More than 30 supporters gathered at eco building The Green Britain Centre in Swaffham in Norfolk and met Antony Mbandi, director of CAFOD partner Caritas Kitui in Kenya, who told them about the impact on climate change on his home country.
They heard first-hand how green energy projects in Kitui are transforming people’s lives and learned more about renewable energy, as they climbed the 300 steps up the centre’s wind turbine.
The turbine, which measures a breath-taking 97m to its wing tip and 65m to the viewing platform, is the only one in the world that people can walk up.
Antony told supporters about the link between climate change and poverty and how shifting seasons as well as unpredictable rain was destroying harvests and increasing hunger and poverty.
He said: “We are getting more and more frequent floods and sometimes the rains just don’t come at all. We are trying to do all we can to make people more resilient. By helping to fight against the destruction of climate change – we are creating human dignity.”

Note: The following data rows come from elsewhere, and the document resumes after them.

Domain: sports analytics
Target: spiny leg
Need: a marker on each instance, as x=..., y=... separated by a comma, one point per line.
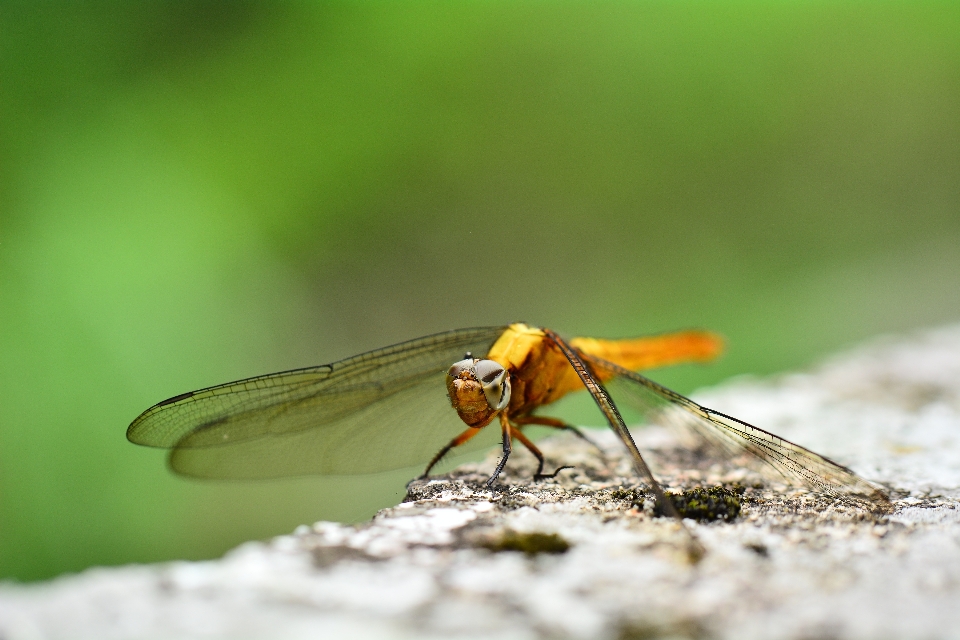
x=507, y=447
x=539, y=475
x=555, y=424
x=456, y=442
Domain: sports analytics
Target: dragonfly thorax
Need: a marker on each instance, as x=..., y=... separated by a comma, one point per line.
x=478, y=389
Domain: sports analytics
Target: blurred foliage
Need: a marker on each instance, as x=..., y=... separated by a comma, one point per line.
x=194, y=192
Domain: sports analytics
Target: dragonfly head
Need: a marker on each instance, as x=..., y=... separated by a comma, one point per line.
x=478, y=389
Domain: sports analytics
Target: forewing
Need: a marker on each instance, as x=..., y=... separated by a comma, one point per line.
x=380, y=410
x=795, y=463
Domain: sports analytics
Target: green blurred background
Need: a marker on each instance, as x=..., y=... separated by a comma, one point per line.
x=194, y=192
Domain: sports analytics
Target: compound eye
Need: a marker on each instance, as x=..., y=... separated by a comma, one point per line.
x=488, y=371
x=495, y=382
x=460, y=367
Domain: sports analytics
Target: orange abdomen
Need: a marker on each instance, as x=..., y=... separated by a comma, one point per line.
x=638, y=354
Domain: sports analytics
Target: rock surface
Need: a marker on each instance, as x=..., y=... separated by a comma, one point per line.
x=582, y=555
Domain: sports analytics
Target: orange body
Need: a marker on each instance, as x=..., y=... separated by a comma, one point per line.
x=540, y=373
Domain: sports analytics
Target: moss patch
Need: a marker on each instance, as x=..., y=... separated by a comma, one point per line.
x=712, y=503
x=531, y=544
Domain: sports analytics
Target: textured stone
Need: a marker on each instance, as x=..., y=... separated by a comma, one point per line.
x=583, y=556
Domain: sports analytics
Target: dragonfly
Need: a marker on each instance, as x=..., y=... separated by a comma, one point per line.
x=413, y=403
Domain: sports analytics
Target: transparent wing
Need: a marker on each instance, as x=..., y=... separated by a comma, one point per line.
x=795, y=463
x=381, y=410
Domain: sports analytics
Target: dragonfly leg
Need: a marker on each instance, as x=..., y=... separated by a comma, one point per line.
x=456, y=442
x=539, y=475
x=507, y=447
x=556, y=424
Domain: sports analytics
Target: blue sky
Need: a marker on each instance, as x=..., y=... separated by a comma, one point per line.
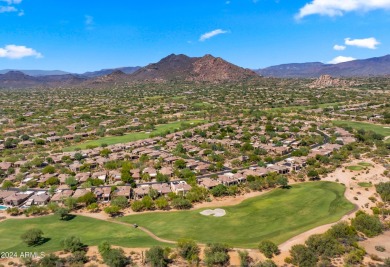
x=80, y=36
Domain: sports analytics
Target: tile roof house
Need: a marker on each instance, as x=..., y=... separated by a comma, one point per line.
x=61, y=195
x=162, y=189
x=123, y=191
x=180, y=187
x=140, y=192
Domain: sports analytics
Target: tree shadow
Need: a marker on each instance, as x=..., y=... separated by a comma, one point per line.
x=286, y=187
x=68, y=217
x=42, y=241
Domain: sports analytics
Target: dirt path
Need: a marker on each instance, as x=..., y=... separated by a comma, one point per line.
x=354, y=193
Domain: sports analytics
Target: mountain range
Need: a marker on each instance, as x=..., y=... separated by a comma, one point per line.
x=192, y=69
x=377, y=66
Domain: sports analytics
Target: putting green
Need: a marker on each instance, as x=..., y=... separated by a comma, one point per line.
x=90, y=231
x=277, y=216
x=112, y=140
x=355, y=168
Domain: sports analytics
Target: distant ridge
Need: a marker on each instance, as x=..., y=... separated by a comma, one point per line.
x=182, y=68
x=126, y=70
x=377, y=66
x=196, y=69
x=36, y=73
x=17, y=79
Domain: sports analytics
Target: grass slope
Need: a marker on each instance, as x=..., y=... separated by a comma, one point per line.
x=111, y=140
x=91, y=232
x=277, y=216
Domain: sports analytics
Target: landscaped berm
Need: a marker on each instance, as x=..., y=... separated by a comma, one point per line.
x=276, y=216
x=91, y=232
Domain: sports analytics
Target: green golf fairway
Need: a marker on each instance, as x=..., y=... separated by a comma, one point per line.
x=277, y=216
x=90, y=231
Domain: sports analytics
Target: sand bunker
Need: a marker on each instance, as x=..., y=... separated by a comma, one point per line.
x=215, y=213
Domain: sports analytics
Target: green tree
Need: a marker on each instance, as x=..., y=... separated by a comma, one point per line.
x=181, y=203
x=244, y=258
x=71, y=181
x=87, y=199
x=32, y=236
x=188, y=250
x=94, y=207
x=155, y=257
x=137, y=206
x=7, y=185
x=369, y=225
x=72, y=244
x=216, y=254
x=148, y=203
x=112, y=210
x=283, y=181
x=62, y=213
x=180, y=164
x=268, y=248
x=50, y=260
x=70, y=203
x=116, y=258
x=303, y=256
x=49, y=169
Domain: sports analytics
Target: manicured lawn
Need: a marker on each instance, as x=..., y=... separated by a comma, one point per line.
x=303, y=107
x=365, y=164
x=111, y=140
x=277, y=216
x=91, y=232
x=355, y=168
x=379, y=129
x=364, y=184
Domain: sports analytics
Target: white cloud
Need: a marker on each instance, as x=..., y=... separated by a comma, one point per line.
x=89, y=22
x=10, y=7
x=18, y=51
x=211, y=34
x=339, y=47
x=5, y=9
x=370, y=43
x=12, y=2
x=341, y=59
x=339, y=7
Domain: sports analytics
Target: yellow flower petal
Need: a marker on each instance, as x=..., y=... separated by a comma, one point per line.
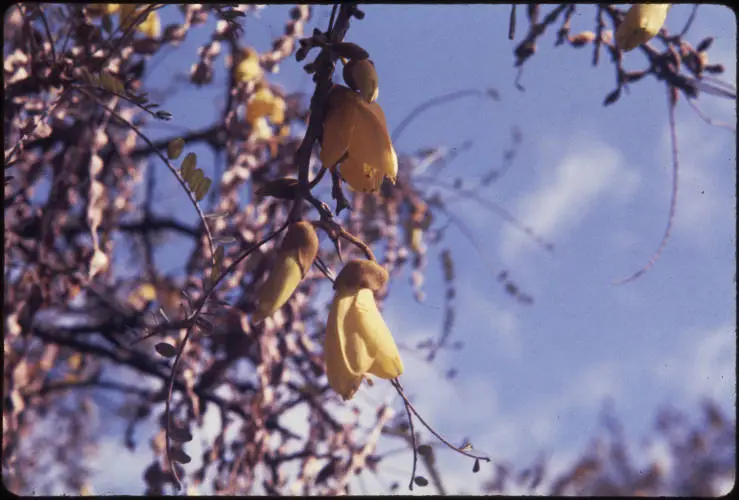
x=364, y=318
x=338, y=125
x=370, y=140
x=249, y=70
x=341, y=377
x=150, y=26
x=360, y=176
x=260, y=104
x=641, y=23
x=277, y=113
x=279, y=286
x=360, y=74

Antony told them that if we can invest in better infrastructure, through projects such as subsurface dams to collect any rain water, we can help the people of Kitui stand up to climate change as it becomes more destructive.
CAFOD supported work in Kenya is giving 407,792 households, schools and health centres in rural Kenya better access to modern, affordable and sustainable energy services.
Supporters took part in workshops and heard from CAFOD climate change policy analyst Rob Elsworth and CAFOD’s Mieke Evans, who told them about the new Hands On scheme focused on helping Kitui.
Many who attended said it had made then think how everyone’s action can help us tackle climate change a step at a time.
Hopes are high that everyone can play a part in the upcoming campaign by doing their bit to turn off light switches, using water more efficiently and generally thinking how to be more resourceful.
Ely resident Stella Fox said: “It has been a very challenging day – in that it has made me think a lot about how we can all move forward. I will take what I have learned today back to Churches Together in Ely so we can all discuss it further.”
Attendee Dr Clare Enright, research fellow at the Tyndall Centre for Climate Change Research based at the University of East Anglia, said: “It is so important that we increase our understanding of the links between climate change and poverty of people living in the world’s most vulnerable areas. I am delighted that CAFOD is highlighting the interconnections with a major campaign.”
Antony told everyone: “Climate change knows no borders. We cannot put a fence in front of Kitui and stop it from going there. We have a problem as it is going everywhere and we can no longer ignore the impacts.”
The climate change campaign will be launched in September and will focus on climate and sustainable energy access.